Post

From RAG to Context Layer: What Genie Ontology, LLM Wiki Memory, and HyGRAG Tell Us About the Next Stack

🤔 Curiosity: Why Did Three Different Teams Ship the Same Idea on the Same Day?

After 8 years shipping AI-powered games at NC SOFT and COM2US, I’ve developed a reflex: when an enterprise vendor, a foundation blog, and an academic paper all push in the same direction within 24 hours, that’s not coincidence — that’s a phase change.

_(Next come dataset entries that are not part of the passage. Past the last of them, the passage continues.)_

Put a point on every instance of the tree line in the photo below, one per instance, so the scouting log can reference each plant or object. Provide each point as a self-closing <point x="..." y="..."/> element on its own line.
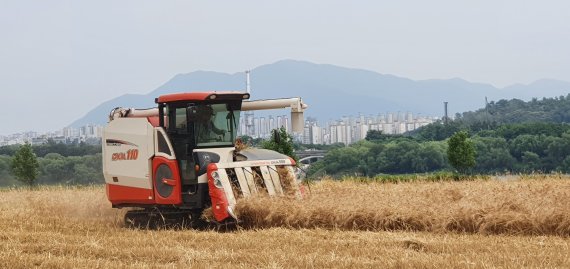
<point x="82" y="165"/>
<point x="510" y="148"/>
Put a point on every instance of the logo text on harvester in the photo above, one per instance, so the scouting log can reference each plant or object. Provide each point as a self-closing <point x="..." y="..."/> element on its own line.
<point x="131" y="154"/>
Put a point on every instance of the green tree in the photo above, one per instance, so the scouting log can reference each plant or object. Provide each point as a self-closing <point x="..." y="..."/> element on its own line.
<point x="461" y="152"/>
<point x="281" y="142"/>
<point x="25" y="166"/>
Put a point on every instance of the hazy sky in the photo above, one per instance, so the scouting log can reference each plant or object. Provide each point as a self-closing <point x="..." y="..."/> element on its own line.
<point x="59" y="59"/>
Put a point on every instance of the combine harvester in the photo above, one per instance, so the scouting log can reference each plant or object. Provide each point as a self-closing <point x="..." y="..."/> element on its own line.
<point x="174" y="161"/>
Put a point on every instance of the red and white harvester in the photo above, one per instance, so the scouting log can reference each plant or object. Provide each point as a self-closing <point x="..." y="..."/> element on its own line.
<point x="177" y="159"/>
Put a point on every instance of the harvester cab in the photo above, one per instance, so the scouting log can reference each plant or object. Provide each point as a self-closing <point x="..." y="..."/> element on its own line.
<point x="180" y="157"/>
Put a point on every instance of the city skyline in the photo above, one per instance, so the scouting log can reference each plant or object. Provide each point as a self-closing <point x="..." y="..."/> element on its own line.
<point x="347" y="130"/>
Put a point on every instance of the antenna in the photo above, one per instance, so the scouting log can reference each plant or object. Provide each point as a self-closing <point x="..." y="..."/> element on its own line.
<point x="445" y="117"/>
<point x="249" y="125"/>
<point x="247" y="85"/>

On June 16, 2026, three things landed in my feed:

  1. Databricks announced Genie Ontology — a “living context graph” that ties an enterprise’s tables, dashboards, documents, apps, people, and metrics together so AI agents answer and act accurately.
  2. The Agentic AI Foundation reframed Karpathy’s LLM Wiki as agent memoryraw sources → wiki → schema as a practical long-term, entity, and procedural memory layer.
  3. A new GraphRAG paper (HyGRAG) proposed context-aware and relation-aware retrieval that finds relationship paths instead of just nearest-neighbor chunks.

The question that hit me: are these three separate trends, or three layers of the same emerging stack? And if I’m building a game-facing agent — a quest director, a live-ops copilot, a player-support bot — which of these do I actually need?

Curiosity: Is the industry quietly moving from “retrieve the right text” to “model the right world”?


📚 Retrieve: The Three Signals, Decoded

Signal 1 — Genie Ontology: the enterprise “living context graph”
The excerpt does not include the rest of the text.